Anders vio el anillo que llevaba en el dedo.

—¿Qué es eso?

—Erling me ha pedido que me case con él. —Vivianne alzó la copa y dio un buen trago.

—Vaya, hasta ese punto…

—Sí —dijo. ¿Y qué iba a decir?

—¿Tenemos las invitaciones controladas? —Anders comprendió que debía cambiar de tema. Entresacó del montón unos documentos grapados donde se leían las listas de nombres.

—Sí, el viernes era el último día para confirmar.

—Bien, entonces eso está listo. ¿Y la comida?

—Todo comprado, el cocinero parece bueno y tenemos bastante personal para servir las mesas.

—¿No te parece esto un tanto absurdo? —dijo Anders, y dejó la lista en la mesa.

—¿Por qué? —preguntó Vivianne. Esbozó una sonrisa—. Nunca está de más divertirse un poco.

—Ya, pero es una cantidad terrible de trabajo. —Anders señaló los montones de papeles.

—Pero el resultado será una tarde fantástica. Una
grande finale
. —Levantó la copa y bebió. De repente, el sabor y el olor le dieron náuseas. Tenía las imágenes tan nítidas en la retina, a pesar de lo lejos que habían llegado desde entonces…

—¿Has pensado en lo que te dije? —Anders la miró inquisitivo.

—¿De qué? —respondió Vivianne, fingiendo no comprender.

—De Olof.

—Ya te he dicho que no quiero hablar de él.

—No podemos seguir así. —Le hablaba con tono suplicante, aunque ella no comprendía bien por qué. ¿Qué quería? Aquello era lo único que conocían. Ella y él. Seguir siempre adelante. Así habían vivido desde que se liberaron de él, del hedor a vino tinto, a tabaco y a los olores extraños de los hombres.

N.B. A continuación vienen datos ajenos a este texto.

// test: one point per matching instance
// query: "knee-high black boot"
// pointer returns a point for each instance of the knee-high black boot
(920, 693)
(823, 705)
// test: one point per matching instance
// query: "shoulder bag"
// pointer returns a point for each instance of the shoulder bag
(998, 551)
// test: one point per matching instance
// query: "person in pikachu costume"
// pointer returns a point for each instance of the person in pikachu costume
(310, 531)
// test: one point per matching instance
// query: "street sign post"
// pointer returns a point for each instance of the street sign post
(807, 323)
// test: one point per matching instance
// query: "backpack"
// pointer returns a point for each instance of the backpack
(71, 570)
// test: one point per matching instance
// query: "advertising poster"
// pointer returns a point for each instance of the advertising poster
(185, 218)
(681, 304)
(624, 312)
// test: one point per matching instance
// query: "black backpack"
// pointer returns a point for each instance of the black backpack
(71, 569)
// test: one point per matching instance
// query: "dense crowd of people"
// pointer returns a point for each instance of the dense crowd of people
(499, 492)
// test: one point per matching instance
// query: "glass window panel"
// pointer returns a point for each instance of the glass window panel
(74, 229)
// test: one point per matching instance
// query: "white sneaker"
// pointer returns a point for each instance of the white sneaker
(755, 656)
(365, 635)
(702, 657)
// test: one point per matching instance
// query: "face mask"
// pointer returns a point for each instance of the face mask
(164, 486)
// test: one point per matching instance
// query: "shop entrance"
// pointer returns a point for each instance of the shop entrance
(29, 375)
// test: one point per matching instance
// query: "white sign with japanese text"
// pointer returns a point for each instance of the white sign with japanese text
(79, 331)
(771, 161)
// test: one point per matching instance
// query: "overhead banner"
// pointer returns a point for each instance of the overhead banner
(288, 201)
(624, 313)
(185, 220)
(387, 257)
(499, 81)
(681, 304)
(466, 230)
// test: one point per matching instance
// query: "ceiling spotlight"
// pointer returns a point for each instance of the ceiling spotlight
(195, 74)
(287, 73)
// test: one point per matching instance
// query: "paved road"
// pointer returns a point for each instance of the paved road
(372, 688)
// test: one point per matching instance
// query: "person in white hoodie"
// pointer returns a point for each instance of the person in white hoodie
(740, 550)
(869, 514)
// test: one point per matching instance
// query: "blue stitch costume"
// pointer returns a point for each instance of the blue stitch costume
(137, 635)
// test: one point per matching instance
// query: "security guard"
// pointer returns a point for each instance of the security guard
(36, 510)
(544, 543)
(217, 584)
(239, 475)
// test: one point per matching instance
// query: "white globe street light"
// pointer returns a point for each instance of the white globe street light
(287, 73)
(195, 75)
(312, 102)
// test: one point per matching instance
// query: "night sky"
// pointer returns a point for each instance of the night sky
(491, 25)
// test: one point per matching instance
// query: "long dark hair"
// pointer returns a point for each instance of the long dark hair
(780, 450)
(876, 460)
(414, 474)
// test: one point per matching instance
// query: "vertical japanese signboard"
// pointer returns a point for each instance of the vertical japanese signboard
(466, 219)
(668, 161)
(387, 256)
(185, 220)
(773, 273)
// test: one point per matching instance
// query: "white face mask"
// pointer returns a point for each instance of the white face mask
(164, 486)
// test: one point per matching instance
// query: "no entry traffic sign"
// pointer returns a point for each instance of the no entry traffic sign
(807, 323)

Todo lo habían hecho juntos y ella no comprendía lo que quería decir con que no podían seguir así.

—¿Has visto las noticias de hoy?

—Sí. —Anders se levantó para empezar a servir la cena. Había reunido todos los papeles en un montón, que dejó encima de una silla.

—¿Tú qué crees?

—No creo nada —dijo Anders, y puso dos platos en la mesa.

—Yo estuve en tu casa hasta tarde aquel viernes, después de que Matte se hubiera pasado por Badis. Erling se había dormido y yo tenía que hablar contigo. Pero tú no estabas en casa. —Ya lo había dicho. Ya había soltado lo que tanto tiempo llevaba rumiando. Miraba a Anders, rogando para sus adentros que reaccionara, que hiciera cualquier cosa que pudiera tranquilizarla. Pero él no era capaz de mirarla a la cara. Se quedó inmóvil, con la vista fija en algún punto de la mesa.